Pretty much this. I will certainly not alter my entire speech pattern, check every person around me and do a background check on everyone I meet before I talk about topics that _some_ people _might_ find offensive. If they project every analogy for "short" they hear everywhere on themselves (Or "Fat" "ugly" or what have ya.) then thats their fault and not mine. And im not talking about sitting in a Bar going

"Fuck Transgenders, am i right?!" because I dont f-ing do that. (Was if it wasnt obvious allready)

and then act outraged when you get called out for it. Im talking about situations where im having a casual conversation, telling a joke with friends or write about certain topics, and some overly-sensitive guy or gal waltzes in to announce how offended /heshe is. Not_my_problem and certainly not_my_fault.
I agree that the situation the OP described was just a misunderstanding and, to be honest, nobody is at fault there. But you can't just say "I'm never going to stop using words that offend people", because a lot of people are going to yell at you. If I hear somebody telling a joke to their friends that starts with "So this tranny/faggot/nigger walks into a bar..." I'm sure as hell going to call them out on it, because they are using language that is generally deemed offensive. I was never talking about everyday words like you seem to think I was.

I disagree there. I was just talking with a friend, about my favourite game.

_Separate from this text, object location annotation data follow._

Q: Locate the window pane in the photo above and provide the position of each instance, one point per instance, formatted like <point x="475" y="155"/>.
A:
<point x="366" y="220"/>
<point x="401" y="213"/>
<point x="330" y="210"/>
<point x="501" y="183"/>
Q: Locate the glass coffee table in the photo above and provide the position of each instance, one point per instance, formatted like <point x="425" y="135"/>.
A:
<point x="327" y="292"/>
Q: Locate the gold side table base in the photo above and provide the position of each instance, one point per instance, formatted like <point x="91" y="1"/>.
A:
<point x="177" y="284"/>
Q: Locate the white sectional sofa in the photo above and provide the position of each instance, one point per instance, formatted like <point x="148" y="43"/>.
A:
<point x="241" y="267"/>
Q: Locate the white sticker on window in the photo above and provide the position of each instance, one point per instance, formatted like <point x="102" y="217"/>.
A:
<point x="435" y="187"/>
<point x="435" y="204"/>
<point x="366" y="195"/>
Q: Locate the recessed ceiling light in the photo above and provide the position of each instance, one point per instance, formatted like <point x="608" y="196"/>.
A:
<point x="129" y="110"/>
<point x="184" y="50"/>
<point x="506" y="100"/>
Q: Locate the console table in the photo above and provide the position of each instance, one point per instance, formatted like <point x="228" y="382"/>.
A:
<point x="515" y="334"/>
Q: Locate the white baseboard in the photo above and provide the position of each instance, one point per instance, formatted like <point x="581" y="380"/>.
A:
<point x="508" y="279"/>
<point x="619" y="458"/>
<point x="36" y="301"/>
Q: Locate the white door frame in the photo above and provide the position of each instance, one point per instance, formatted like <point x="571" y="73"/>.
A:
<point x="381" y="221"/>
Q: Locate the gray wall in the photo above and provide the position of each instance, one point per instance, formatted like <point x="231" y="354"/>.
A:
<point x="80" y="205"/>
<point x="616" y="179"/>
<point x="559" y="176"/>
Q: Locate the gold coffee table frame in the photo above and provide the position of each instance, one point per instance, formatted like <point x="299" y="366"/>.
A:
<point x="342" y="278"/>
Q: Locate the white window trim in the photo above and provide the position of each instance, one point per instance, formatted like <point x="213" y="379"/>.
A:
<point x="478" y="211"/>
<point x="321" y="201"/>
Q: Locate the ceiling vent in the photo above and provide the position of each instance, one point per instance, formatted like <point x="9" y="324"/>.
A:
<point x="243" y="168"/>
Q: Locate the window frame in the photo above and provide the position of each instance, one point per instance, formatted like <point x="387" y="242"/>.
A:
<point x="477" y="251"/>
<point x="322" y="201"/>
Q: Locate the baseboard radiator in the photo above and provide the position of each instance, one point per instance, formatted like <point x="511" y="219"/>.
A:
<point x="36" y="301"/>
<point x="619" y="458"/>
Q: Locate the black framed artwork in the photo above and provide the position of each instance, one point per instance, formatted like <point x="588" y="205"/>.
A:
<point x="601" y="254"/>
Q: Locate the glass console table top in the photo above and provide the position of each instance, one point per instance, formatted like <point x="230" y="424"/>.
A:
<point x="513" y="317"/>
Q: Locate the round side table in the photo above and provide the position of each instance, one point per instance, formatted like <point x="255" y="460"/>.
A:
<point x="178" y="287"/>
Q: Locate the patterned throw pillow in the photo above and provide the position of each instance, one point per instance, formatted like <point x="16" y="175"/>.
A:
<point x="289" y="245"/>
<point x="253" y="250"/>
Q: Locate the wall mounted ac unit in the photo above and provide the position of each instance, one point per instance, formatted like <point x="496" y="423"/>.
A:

I am not, and do not feel responsible for some drunk guy's paranoia.
If I were to apologize, I would admit being at fault in some way, which I just wasn't at all.
You may not feel like you're at fault, but it's still common courtesy to apologize when you upset someone, unless you're trying to be an asshole, of course.

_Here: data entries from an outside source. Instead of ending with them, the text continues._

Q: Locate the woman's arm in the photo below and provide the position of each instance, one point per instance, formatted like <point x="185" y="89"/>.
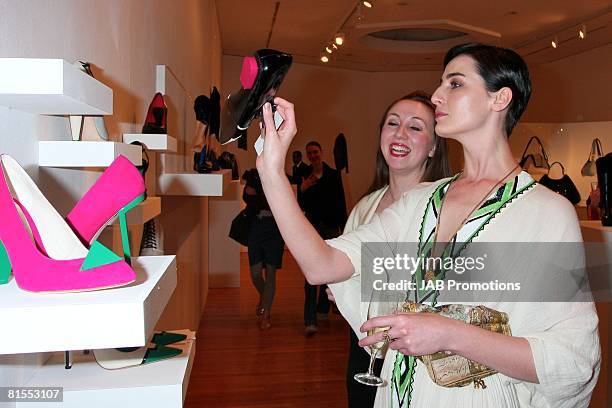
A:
<point x="319" y="262"/>
<point x="420" y="334"/>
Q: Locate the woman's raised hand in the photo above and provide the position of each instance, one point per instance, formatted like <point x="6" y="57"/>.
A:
<point x="276" y="142"/>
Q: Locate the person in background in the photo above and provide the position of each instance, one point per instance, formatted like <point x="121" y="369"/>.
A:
<point x="410" y="152"/>
<point x="321" y="197"/>
<point x="265" y="246"/>
<point x="299" y="170"/>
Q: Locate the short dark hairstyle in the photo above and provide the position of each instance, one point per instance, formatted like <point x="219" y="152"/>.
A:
<point x="499" y="67"/>
<point x="437" y="167"/>
<point x="313" y="143"/>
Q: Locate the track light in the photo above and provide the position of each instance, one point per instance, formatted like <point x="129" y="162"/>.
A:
<point x="339" y="39"/>
<point x="582" y="32"/>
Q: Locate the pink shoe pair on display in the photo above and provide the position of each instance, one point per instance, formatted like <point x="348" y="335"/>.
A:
<point x="47" y="253"/>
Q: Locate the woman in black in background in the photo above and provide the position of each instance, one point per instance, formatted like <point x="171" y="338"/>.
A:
<point x="265" y="246"/>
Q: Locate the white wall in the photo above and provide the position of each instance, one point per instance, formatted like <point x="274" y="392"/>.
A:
<point x="124" y="40"/>
<point x="329" y="101"/>
<point x="568" y="143"/>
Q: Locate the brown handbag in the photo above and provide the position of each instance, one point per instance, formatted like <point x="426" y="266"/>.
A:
<point x="451" y="370"/>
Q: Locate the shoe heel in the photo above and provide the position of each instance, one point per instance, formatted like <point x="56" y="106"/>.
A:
<point x="5" y="265"/>
<point x="125" y="239"/>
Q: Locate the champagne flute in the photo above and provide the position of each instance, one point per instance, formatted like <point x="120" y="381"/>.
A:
<point x="382" y="303"/>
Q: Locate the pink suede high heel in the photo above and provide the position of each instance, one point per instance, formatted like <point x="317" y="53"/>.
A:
<point x="67" y="266"/>
<point x="118" y="190"/>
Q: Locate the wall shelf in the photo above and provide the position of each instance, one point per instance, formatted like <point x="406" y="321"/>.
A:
<point x="155" y="142"/>
<point x="193" y="184"/>
<point x="86" y="384"/>
<point x="51" y="87"/>
<point x="145" y="211"/>
<point x="120" y="317"/>
<point x="85" y="153"/>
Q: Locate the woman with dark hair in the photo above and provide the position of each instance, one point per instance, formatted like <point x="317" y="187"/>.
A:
<point x="410" y="152"/>
<point x="551" y="357"/>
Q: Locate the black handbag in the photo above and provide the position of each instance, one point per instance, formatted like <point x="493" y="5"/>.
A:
<point x="539" y="160"/>
<point x="588" y="169"/>
<point x="241" y="227"/>
<point x="564" y="186"/>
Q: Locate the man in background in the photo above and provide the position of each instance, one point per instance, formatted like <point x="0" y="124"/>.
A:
<point x="321" y="197"/>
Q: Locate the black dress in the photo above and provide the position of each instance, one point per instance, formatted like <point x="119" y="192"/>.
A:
<point x="265" y="243"/>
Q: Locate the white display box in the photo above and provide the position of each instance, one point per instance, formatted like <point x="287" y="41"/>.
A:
<point x="119" y="317"/>
<point x="154" y="142"/>
<point x="158" y="385"/>
<point x="192" y="184"/>
<point x="52" y="87"/>
<point x="85" y="153"/>
<point x="143" y="212"/>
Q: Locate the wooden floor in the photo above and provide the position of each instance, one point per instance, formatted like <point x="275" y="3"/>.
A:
<point x="237" y="365"/>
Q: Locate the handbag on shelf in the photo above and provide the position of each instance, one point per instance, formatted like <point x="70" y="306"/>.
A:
<point x="596" y="152"/>
<point x="539" y="160"/>
<point x="240" y="228"/>
<point x="452" y="370"/>
<point x="564" y="185"/>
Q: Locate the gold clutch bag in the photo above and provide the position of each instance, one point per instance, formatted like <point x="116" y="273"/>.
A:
<point x="452" y="370"/>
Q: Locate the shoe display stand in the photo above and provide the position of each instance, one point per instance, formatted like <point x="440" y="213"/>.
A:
<point x="154" y="142"/>
<point x="193" y="184"/>
<point x="161" y="384"/>
<point x="115" y="317"/>
<point x="85" y="153"/>
<point x="120" y="317"/>
<point x="51" y="87"/>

And im pretty sure neither Yahtzee nor the Guys from Penny Arcade hate trans-people in the formers case, or condone rape in the latters. People know this. But they still decide to get outraged and act up, demanding apologies and deletion of content. And that, imho, is just Bullshit.

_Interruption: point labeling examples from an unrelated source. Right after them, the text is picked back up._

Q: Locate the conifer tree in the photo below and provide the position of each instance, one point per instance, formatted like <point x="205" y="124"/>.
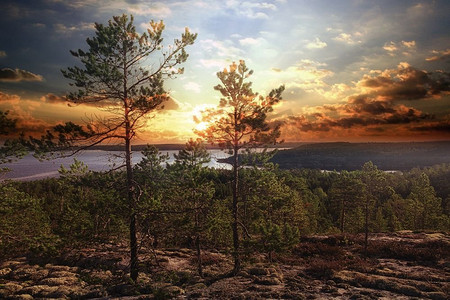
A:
<point x="240" y="122"/>
<point x="113" y="76"/>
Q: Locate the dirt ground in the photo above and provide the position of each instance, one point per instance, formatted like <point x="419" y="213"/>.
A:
<point x="401" y="265"/>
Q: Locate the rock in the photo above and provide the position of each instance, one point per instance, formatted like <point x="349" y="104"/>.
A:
<point x="9" y="288"/>
<point x="258" y="271"/>
<point x="96" y="291"/>
<point x="54" y="268"/>
<point x="436" y="296"/>
<point x="57" y="274"/>
<point x="5" y="272"/>
<point x="268" y="281"/>
<point x="23" y="273"/>
<point x="122" y="290"/>
<point x="59" y="281"/>
<point x="328" y="289"/>
<point x="39" y="290"/>
<point x="174" y="290"/>
<point x="22" y="297"/>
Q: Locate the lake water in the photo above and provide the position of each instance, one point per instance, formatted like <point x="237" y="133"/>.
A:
<point x="30" y="168"/>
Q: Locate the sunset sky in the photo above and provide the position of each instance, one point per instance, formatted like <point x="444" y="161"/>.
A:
<point x="353" y="70"/>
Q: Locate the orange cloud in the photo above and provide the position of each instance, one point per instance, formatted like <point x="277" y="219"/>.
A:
<point x="10" y="75"/>
<point x="376" y="112"/>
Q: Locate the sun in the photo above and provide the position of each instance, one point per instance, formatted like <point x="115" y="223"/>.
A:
<point x="197" y="116"/>
<point x="202" y="126"/>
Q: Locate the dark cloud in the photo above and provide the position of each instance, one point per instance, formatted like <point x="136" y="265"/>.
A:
<point x="440" y="55"/>
<point x="442" y="126"/>
<point x="406" y="83"/>
<point x="10" y="75"/>
<point x="170" y="104"/>
<point x="363" y="104"/>
<point x="52" y="98"/>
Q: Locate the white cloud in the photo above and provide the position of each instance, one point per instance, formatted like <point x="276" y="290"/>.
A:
<point x="251" y="10"/>
<point x="213" y="63"/>
<point x="405" y="47"/>
<point x="155" y="9"/>
<point x="347" y="38"/>
<point x="251" y="41"/>
<point x="307" y="75"/>
<point x="316" y="44"/>
<point x="219" y="48"/>
<point x="193" y="86"/>
<point x="63" y="29"/>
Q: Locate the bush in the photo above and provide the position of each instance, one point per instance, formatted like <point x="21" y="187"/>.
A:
<point x="323" y="268"/>
<point x="24" y="226"/>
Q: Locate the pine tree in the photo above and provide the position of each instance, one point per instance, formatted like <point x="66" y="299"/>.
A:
<point x="113" y="76"/>
<point x="240" y="122"/>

I was perfectly fine with Penny Arcade's use of rape in that strip. They used rape as a joke without glorifying it. They wanted to imply that this man was having horrible things done to him, and rape is a horrible thing. On the other hand, Yahtzee's joke was demeaning to trans people, and I'm not talking about the little sign that says "no trannies" on it, because in the context of the game, it makes sense. I'm talking about when he makes the joke "'Co-op single player' is like saying 'I'm not gay, I only suck off pre-op transsexuals,'" which is demeaning to trans people, because it implies that trans women aren't actually women. It all depends on context, which is something that people seem to lack an understanding of nowadays. (Take Tropes vs. Women in Gaming as an example of how to take everything that might seem mildly sexist in a video game completely out of context, and then get upset about it.) Context is always required to understand any situation. You can't say Gears of War 2 is misogynist because a male character kills a woman and becomes empowered, because you took that scene completely out of context, and in reality it's exactly the opposite. Killing his wife completely wrecks Dom emotionally and in the next game he kills himself because of it. No, Gears of War is misogynist for a lot of other reasons that Anita failed to show, probably because there wasn't a single cutscene she could show as evidence, but if you take things out of context, you start thinking things are wrong for the wrong reasons, and nobody actually improves.